Ils sarà forse anche un filmaccio, non lo sappiamo ancora, ma non c’interessa parlare di qualità: semplicemente, dovrebbe far riflettere come, nel bel mezzo di luglio, in Francia si punti alla potenzialità d’incasso al botteghini anche nella stagione estiva, e che lo si faccia attraverso un prodotto locale e di genere. Quello di Ils è solo l’ennesimo degli esempi che evidenziano problemi sempre più evidenti del nostro cinema. Per quanto riguarda la distribuzione, avremo anche avuto la scusa dei già citati mondiali di calcio, ma questa in corso è per l’Italia una delle estati più tristi degli ultimi anni – cinematograficamente parlando, s’intende. Se nelle scorse stagioni abbiamo assistito a tentativi più o meno coraggiosi di proporre titoli di grande richiamo e di attualità nel resto del mondo, ecco che l’estate del 2006 vede presenti in sala alcuni dei peggiori scarti di magazzino disponibili. E di conseguenza, molti dei titoli che debuttano negli USA prima e nel resto d’Europa poi proprio in queste settimane, nel nostro paese arriveranno come sempre in ritardo; un ritardo che, quando si fa marcato, stimola molti appassionati a bypassare le sale favorendo invece il peer-to-peer. E poi si parla del problema della pirateria.

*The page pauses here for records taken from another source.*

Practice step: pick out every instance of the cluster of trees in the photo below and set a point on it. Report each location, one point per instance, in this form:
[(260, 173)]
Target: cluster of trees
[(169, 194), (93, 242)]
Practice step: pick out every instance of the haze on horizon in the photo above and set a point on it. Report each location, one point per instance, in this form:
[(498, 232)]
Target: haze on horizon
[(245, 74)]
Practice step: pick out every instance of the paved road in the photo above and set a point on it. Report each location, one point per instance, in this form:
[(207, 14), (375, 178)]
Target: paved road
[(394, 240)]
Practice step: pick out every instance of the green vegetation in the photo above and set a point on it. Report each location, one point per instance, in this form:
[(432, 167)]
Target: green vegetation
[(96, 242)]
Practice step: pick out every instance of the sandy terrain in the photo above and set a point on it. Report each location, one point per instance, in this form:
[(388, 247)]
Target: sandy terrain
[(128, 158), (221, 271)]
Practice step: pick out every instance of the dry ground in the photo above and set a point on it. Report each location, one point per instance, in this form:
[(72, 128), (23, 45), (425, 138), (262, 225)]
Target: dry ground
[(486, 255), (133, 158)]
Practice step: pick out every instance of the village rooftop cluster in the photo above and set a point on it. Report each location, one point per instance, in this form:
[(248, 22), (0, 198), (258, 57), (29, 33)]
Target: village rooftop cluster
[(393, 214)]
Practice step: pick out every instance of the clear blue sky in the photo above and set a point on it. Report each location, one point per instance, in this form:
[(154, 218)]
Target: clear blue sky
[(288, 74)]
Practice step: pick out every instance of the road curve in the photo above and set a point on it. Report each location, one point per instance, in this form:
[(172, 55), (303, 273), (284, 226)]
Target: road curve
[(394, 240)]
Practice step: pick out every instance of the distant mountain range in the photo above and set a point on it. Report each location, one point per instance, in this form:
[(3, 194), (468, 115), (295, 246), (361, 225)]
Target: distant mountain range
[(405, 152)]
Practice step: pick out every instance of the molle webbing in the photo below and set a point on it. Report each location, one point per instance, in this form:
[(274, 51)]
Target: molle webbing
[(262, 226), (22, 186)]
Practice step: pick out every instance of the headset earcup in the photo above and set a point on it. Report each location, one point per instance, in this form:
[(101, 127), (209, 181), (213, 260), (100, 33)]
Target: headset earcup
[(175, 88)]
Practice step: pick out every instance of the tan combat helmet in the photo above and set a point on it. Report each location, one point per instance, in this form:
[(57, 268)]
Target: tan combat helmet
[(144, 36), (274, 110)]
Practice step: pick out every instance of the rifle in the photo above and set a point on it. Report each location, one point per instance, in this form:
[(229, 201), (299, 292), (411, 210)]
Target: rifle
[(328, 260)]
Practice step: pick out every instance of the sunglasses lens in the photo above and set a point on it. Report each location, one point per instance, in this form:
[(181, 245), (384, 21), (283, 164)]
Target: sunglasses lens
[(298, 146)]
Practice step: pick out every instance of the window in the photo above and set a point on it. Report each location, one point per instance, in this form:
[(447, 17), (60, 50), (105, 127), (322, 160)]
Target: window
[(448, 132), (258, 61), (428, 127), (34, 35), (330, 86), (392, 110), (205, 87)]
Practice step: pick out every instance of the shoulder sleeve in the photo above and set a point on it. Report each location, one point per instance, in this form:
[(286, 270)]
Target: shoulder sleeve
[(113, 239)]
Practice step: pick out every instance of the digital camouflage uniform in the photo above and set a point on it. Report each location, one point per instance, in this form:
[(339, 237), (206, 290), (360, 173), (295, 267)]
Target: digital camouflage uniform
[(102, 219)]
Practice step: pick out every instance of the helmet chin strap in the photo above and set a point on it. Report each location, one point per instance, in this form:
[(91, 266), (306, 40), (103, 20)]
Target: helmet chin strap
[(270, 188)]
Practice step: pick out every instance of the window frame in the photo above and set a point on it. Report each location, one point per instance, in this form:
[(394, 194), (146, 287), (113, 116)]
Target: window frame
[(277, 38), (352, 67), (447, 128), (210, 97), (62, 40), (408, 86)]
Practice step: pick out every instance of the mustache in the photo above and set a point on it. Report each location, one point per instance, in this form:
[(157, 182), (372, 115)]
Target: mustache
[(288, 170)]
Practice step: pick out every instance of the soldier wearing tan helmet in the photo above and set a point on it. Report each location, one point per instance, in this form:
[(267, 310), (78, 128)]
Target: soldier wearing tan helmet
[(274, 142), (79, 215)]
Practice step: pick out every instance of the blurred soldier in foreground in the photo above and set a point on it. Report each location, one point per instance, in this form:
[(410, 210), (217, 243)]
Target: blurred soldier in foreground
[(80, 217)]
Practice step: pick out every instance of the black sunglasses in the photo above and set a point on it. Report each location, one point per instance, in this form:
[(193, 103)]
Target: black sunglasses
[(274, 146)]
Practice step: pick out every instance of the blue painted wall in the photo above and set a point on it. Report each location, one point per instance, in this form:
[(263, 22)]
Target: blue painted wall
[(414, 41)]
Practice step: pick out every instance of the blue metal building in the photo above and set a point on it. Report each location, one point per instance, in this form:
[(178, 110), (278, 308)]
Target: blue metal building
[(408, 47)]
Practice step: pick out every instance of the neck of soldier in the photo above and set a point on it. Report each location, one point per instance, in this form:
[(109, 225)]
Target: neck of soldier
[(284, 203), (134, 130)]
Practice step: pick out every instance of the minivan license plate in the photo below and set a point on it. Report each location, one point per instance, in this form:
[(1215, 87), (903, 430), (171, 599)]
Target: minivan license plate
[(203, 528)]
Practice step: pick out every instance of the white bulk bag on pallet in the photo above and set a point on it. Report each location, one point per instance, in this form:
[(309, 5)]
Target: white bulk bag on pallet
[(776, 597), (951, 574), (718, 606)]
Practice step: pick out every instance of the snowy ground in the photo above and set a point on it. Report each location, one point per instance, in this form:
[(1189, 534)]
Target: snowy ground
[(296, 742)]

Differente, ma ugualmente non esaltante, è il quadro che l’uscita di Ils porta a delineare per quanto riguarda la situazione del cinema italiano dal punto di vista produttivo. Argomento di cui recentemente si è molto parlato: citiamo ad esempio il primo numero della neonata rivista “Brancaleone”, che esprimeva posizioni assai condivisibili. Sintetizzando, in quelle pagine si dimostrava come gran parte della produzione nostrana si sia fossilizzata sulla realizzazione di cinema medio d’autore, cinema per sua intrinseca natura funzionale al rafforzamento e alla perpetuazioni dei modelli socio-culturali dominanti, alla rassicurazione del ceto medio allargato che al cinema vuole specchiarsi senza incontrare reali sfide al proprio stile di vita.
Proprio da qui partiamo per esporre brevemente un’altra tesi, che riguarda il cinema di genere, forse ingiustamente messo da parte anche nelle pur ottime analisi fatte su “Brancaleone”. Il genere – che sia horror, thriller, noir o altro – non è un cinema rassicurante; o comunque, non dovrebbe mai esserlo. È invece un cinema che sfida le certezze, che rimuove punti fermi, che mostra lo sporco nascosto sotto il tappeto o lo scheletro nell’armadio: sotto la sua patina di maggiore disimpegno, di irrealtà, è un cinema in grado di essere assai scomodo e analitico.
Sarà (anche) per questo che nel Bel Paese, dove invece tutto deve essere facile e accomodante, stenta ancora a decollare, nonostante i numerosi tentativi, più o meno meritevoli? Non lo sappiamo con certezza, ma il sospetto inizia a farsi forte.
Che la Francia ci mangi in testa per quanto riguarda la produzione di cinema di genere è un fatto assodato. Ils non ne è altro che l’ennesima conferma. Ma il suo caso dimostra anche come questo tipo di cinema, magari anche qualitativamente standardizzato, sia comunque stimolo alla crescita di un’industria e dei registi.
In Italia i vari Puglielli e Infascelli sono costretti all’autoproduzione e alla distribuzione autarchica in DVD. In Francia non solo si arriva in sala da esordienti, ma il sistema è oramai tale da garantire un collegamento diretto tra Parigi e Hollywood. Ils sarà infatti presto rifatto dagli americani, Palud e Moreau dirigeranno il remake di The Eye e sono in predicato di far lo stesso con L’ultima casa a sinistra, sulla scia di quanto già fatto da Alexandre Aja con Le colline hanno gli occhi dopo il successo di Alta tensione.
Il talento c’entra, ma fino a un certo punto.